Two Fulbrights granted for further exploration in media and journalism
UNC Hussman Professor Tori Ekstrand and recent graduate Abby Pender ’25 have received Fulbright Scholar Awards for the 2025-26 year. The Fulbright Program offers competitive fellowships for international, educational and cultural exchange.
“UNC Hussman students and faculty are deeply engaged both locally and globally,” said Raul Reis, dean of the school. “Our success in drawing Fulbright fellowships is one measure of the quality of our international engagement and speaks to our position as a global leader in research, service and cultural exchange in media and journalism.”
Tori Ekstrand
Tori Ekstrand received the Fulbright-Schuman Innovation Award, funded by the European Union, to expand her studies on media law and AI education. She will partner with UNC’s strategic partner, the University of Tübingen in Germany, to further her research project titled, “Building Transatlantic Media Law Education and the Prospective U.S. Digital Media Workforce.” Her work aims to prepare U.S. media students for changes and differences in transatlantic regulation of media and AI on a global scale. Her work will extend beyond Germany, with plans to travel to Belgium to interview European Union policymakers and business leaders about transatlantic AI governance.

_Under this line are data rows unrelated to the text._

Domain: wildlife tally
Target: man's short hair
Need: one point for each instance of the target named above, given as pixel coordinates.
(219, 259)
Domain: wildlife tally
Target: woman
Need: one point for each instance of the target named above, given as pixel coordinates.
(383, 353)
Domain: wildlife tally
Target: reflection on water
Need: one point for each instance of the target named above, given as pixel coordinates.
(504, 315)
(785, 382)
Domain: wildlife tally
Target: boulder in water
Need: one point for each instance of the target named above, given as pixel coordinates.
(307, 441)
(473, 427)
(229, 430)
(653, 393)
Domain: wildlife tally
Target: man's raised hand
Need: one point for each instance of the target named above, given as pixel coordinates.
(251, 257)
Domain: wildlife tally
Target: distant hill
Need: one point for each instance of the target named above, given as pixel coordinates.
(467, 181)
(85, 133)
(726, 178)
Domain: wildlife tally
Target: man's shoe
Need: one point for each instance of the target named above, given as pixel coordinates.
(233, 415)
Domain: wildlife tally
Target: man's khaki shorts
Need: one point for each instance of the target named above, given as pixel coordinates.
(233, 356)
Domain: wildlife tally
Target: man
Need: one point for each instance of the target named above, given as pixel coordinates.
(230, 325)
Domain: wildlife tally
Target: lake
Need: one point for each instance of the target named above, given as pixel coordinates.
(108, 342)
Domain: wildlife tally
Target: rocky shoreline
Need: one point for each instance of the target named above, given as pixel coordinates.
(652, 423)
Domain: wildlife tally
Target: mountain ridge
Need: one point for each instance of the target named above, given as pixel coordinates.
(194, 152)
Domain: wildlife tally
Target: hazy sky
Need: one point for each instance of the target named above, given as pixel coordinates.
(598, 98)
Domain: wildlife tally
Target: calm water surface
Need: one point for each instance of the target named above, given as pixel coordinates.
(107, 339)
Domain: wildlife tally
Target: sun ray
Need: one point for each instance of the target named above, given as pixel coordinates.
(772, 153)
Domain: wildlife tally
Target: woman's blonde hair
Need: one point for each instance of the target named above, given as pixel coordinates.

This award further extends and plays a role in Ekstrand’s overall media and AI focus, which includes research on the impact of AI on the First Amendment and her new course — “MEJO 440: Digital Media Law and Society” — that allowed students to travel to Washington D.C. last spring to learn more about technology and privacy at the IAPP Global Privacy Summit.
“Much of media law is at the heart of debates about AI governance,” said Ekstrand. “In many cases, it’s about addressing digital privacy regulation. Are we going to federally legislate digital privacy in the United States in a way that we have seen in other parts of the world?”
At UNC, her research and teaching has been in partnership with and supported by UNC Global Affairs and the UNC Center for European Studies. Her research focuses on how technology influences behaviors — and the related laws in different countries. With varying AI regulations in different countries, Ekstrand will study what it means for media law students who go on to work for global or international companies.
“We will need graduates who understand both the technology and the legal apparatus,” said Ekstrand. “Students who have some mastery of both the law and the technology are going to be very much in demand in the coming years. They’re hard to find because we tend to have workers who are either trained in law or trained to work with or develop new technology. And the truth is, we’re going to need graduates who can talk across these boundaries and address some of the concerns about human oversight of AI, transparency, data protection and accountability.”
Abby Pender
Abby Pender ’25 received a Fulbright U.S. Student program award to serve as a Fulbright English Teaching Assistant in Colombia where she will support language learning at a university. She also plans to work with her host community to document Amerindian languages and Afro-Colombian music.
One of her goals is to display more of the cultural vibrancy within Colombia. She plans to do this by studying the exchange between Colombian cultures and other cultures, including European, Indigenous and Afro-Colombian cultures with a focus on music, language and cultural traditions and customs.
“I am looking forward to being a really small part of wherever I am,” said Pender. “I feel like creating deep relationships with people that you’re around when you’re in a different place and learning through conversation and connection, rather than observance, is really important to me, and that’s where I did most of my learning when I was in Argentina.”
After studying abroad in Buenos Aires during her junior year, she gained a newfound interest in bilingual international reporting. Pender has taken Spanish since she was in kindergarten and continued her studies at UNC after realizing how being bilingual impacts education. Her education background in both Hispanic studies and media and journalism inspired her to return to South America.
“Learning a different language from a young age has rewired my mindset about thinking of where concepts and things come from, and how we describe them through language,” said Pender. “I think understanding how different people perceive the world, and then how they prescribe different words to those feelings is really important, especially within storytelling and journalism.”